The replies received by the prisoners also contained encrypted messages. For example, to warn them of the arrival of a parcel, but even then, the messages were invaluable to them because they lifted their spirits and filled them with faith that the war was turning in the Allies’ favour. 

But they also endangered the prisoners by this kind of communication. The Geneva Convention stipulates that a prisoner shall no longer take part in combat. These prisoners were cooperating when they sent intelligence to freedom, so if they were discovered, they could rightly be accused of espionage and killed. This is one of the reasons why the MIS-X project had to be so highly classified. 

The Americans and the British called this the Barbed Wire Front. In Stalag Lufte III, a group of prisoners was set up to compile coded reports. The captured officers were to question the new prisoners about what they had seen on their way from Germany to Poland and report back to the MIS-X. 

The Americans also instructed their captured officers and soldiers to make contact with the guards, who were the best source of inside information. For example, they reported the location of a school for German officers on the outskirts of Frankfurt. It had been attacked by the British. They also sent messages about German troop movements, about new German weapons and about a system fault in a B-17 bomber.

Those who managed to escape from Stalag Lufta III, after being recaptured, reported what they saw in the open. But escape was almost always doomed to failure. Hitler ordered that all prisoner-of-war camps should be at least 1 600 kilometres from the Western Front, and the environment there was not hospitable. Nevertheless, by the beginning of 1943, the prisoners in Stalag Lufte III had begun digging three tunnels. Three were always dug, just in case the enemy discovered one. According to the plan, up to 250 prisoners were supposed to escape through it, but in the end 76 escaped with the help of the MIS-X. 73 were captured and 50 were executed. 

The escapes were usually unsuccessful, but they caused great problems for the Germans. Internal security was the responsibility of 1.5 million German soldiers, or one tenth of the entire German military force. This meant that there were that many fewer of them on the battlefields, which was a liability to the Allies, but not to the Germans and the prisoners. During the war, the Germans captured 95,532 American soldiers. Of these, only 737 escaped, but there is no information on how many managed to evade capture because of their training in the MIS-X programme.

In reality, information on MIS-X is extremely scarce.

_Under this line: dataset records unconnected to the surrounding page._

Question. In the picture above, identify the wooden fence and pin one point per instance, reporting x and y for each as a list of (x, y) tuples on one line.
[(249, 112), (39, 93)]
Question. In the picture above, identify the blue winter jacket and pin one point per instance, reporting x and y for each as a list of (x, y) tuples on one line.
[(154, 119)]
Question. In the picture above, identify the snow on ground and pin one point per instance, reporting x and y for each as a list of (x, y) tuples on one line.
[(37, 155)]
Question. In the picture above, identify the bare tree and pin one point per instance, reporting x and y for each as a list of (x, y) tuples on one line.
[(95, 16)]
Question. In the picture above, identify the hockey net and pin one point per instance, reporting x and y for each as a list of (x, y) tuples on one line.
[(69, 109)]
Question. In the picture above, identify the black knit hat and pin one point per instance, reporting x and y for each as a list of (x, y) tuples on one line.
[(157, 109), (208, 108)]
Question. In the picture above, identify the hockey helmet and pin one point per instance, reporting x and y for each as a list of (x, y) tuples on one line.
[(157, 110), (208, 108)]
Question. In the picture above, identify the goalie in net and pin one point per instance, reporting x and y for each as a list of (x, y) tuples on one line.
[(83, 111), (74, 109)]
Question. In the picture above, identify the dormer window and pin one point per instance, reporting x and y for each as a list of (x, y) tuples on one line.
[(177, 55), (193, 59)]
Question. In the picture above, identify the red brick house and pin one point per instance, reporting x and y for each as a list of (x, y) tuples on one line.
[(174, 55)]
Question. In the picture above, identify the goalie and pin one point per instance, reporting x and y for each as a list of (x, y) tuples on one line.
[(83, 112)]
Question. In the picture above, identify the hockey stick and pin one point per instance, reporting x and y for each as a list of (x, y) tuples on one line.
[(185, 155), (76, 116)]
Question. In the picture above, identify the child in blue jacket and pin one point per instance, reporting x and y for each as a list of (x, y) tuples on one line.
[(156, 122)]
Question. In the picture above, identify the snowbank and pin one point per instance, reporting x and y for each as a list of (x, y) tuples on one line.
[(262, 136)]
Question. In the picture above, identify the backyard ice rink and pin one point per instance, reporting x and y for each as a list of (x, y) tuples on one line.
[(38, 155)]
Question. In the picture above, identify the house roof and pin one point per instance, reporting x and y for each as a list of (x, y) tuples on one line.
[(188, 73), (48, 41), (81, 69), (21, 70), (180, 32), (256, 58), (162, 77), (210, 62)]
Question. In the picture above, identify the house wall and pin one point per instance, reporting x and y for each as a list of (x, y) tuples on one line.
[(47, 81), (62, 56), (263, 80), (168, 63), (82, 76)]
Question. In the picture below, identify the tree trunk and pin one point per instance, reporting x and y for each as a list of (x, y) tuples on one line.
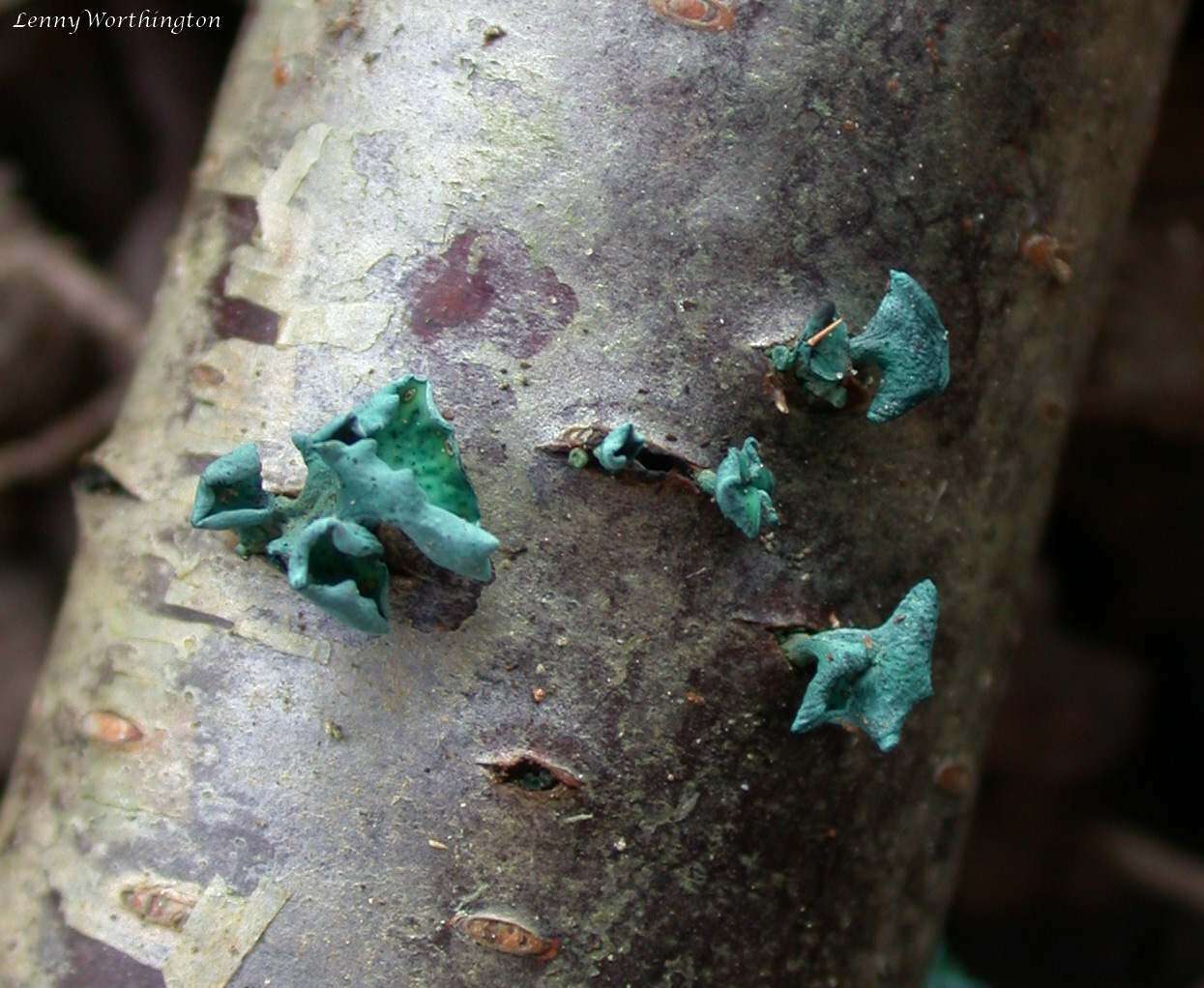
[(572, 215)]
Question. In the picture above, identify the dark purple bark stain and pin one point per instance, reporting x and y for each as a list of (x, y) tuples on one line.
[(487, 281), (92, 963), (240, 317)]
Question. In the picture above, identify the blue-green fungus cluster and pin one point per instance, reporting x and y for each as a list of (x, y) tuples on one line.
[(869, 679), (905, 339), (742, 487), (821, 367), (620, 448), (391, 462)]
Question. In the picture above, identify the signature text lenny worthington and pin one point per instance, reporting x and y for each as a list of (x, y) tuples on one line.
[(87, 18)]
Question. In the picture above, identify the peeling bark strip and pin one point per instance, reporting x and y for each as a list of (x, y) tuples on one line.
[(602, 218), (162, 905), (220, 930)]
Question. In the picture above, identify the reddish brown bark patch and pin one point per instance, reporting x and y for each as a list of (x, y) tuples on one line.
[(487, 280), (239, 317)]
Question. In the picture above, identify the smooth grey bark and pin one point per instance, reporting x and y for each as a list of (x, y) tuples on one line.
[(598, 216)]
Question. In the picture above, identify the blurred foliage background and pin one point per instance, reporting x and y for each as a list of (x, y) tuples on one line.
[(1085, 863)]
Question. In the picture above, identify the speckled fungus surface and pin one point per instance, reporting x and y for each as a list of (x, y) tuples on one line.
[(869, 679), (904, 339), (742, 487), (391, 462)]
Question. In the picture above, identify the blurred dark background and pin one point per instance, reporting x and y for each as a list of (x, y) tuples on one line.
[(1085, 864)]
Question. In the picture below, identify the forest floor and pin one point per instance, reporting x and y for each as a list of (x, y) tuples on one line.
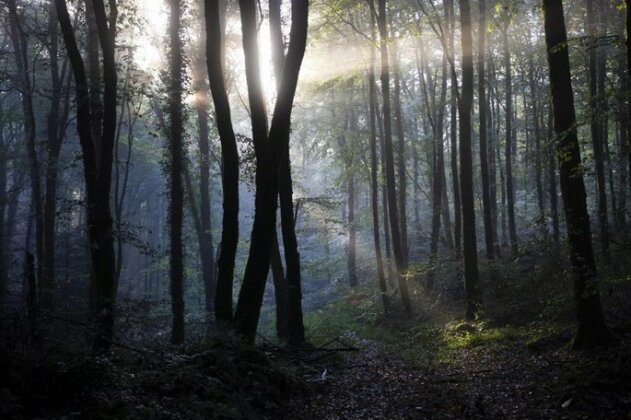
[(514, 363)]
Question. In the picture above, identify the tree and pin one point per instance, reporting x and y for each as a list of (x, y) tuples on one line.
[(596, 111), (509, 147), (471, 275), (176, 169), (269, 149), (230, 160), (484, 150), (393, 211), (374, 183), (97, 162), (592, 330)]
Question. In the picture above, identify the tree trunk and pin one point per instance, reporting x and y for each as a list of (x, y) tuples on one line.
[(393, 211), (374, 183), (471, 276), (20, 50), (230, 160), (596, 133), (97, 171), (592, 330), (352, 233), (508, 154), (453, 132), (270, 152), (484, 165), (176, 163), (552, 180), (401, 161), (206, 246)]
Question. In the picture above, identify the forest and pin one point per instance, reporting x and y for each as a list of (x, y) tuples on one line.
[(325, 209)]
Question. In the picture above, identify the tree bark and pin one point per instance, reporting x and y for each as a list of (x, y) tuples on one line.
[(230, 160), (393, 211), (176, 163), (592, 330), (97, 172), (596, 132), (508, 152), (471, 275), (484, 166), (374, 183)]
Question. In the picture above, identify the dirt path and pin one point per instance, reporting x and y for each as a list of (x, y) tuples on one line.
[(506, 380)]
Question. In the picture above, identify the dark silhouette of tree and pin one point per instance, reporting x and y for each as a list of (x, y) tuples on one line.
[(470, 251), (230, 160), (97, 163), (176, 170), (393, 211), (592, 330)]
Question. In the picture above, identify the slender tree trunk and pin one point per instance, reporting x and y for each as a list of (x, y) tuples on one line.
[(230, 160), (592, 330), (20, 50), (451, 22), (4, 265), (484, 165), (176, 163), (596, 134), (374, 183), (97, 160), (270, 152), (295, 326), (508, 155), (393, 211), (352, 233), (552, 180), (401, 161), (206, 245), (471, 276)]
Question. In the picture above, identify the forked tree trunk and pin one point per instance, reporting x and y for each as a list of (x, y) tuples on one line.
[(230, 160)]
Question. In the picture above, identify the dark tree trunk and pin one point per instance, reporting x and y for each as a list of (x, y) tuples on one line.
[(508, 153), (393, 211), (97, 161), (230, 160), (628, 28), (374, 183), (401, 161), (596, 133), (270, 152), (278, 273), (206, 246), (20, 50), (176, 166), (483, 105), (534, 92), (453, 132), (437, 121), (471, 276), (4, 264), (352, 233), (592, 330), (552, 180)]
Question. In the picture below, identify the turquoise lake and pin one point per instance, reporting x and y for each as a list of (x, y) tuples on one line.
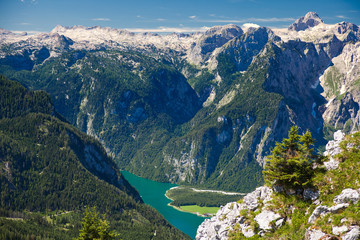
[(153, 194)]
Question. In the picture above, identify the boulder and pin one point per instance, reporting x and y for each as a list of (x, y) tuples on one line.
[(251, 200), (313, 234), (339, 230), (265, 218), (322, 210), (353, 234), (310, 194)]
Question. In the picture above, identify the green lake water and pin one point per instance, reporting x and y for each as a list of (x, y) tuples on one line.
[(153, 193)]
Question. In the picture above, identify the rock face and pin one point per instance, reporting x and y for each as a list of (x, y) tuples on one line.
[(333, 148), (228, 216), (258, 208), (311, 19), (164, 94)]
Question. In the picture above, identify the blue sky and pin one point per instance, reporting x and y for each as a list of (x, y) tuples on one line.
[(168, 15)]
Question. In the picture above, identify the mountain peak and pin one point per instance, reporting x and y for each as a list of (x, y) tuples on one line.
[(311, 19)]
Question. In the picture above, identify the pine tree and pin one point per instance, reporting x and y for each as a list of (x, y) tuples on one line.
[(290, 164), (94, 227)]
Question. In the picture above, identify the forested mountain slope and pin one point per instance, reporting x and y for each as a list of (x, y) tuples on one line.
[(50, 172), (202, 108)]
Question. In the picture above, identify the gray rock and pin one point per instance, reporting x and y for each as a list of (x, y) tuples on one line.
[(347, 195), (251, 200), (311, 19), (339, 230), (353, 234), (322, 210), (310, 194), (332, 149), (265, 218)]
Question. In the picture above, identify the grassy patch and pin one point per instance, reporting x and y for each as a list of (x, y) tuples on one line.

Most of the documentation relating to it has been destroyed, and what survives and has been opened to the public is so scarce that it is impossible to make much out of it. 

And what was the third secret programme in Mailbox 1142? The translation of captured documents, German newspapers, magazines and scientific journals to extract important information or to help interrogators. 

Mailbox 1142 continued to boil until November 1946, when it was finally no longer needed. The army had demolished most of the buildings it had erected during the war, and by January 1948 only a handful remained. The secret interrogation base was turned into a park within the George Washington Memorial Park and now people enjoy picnics there.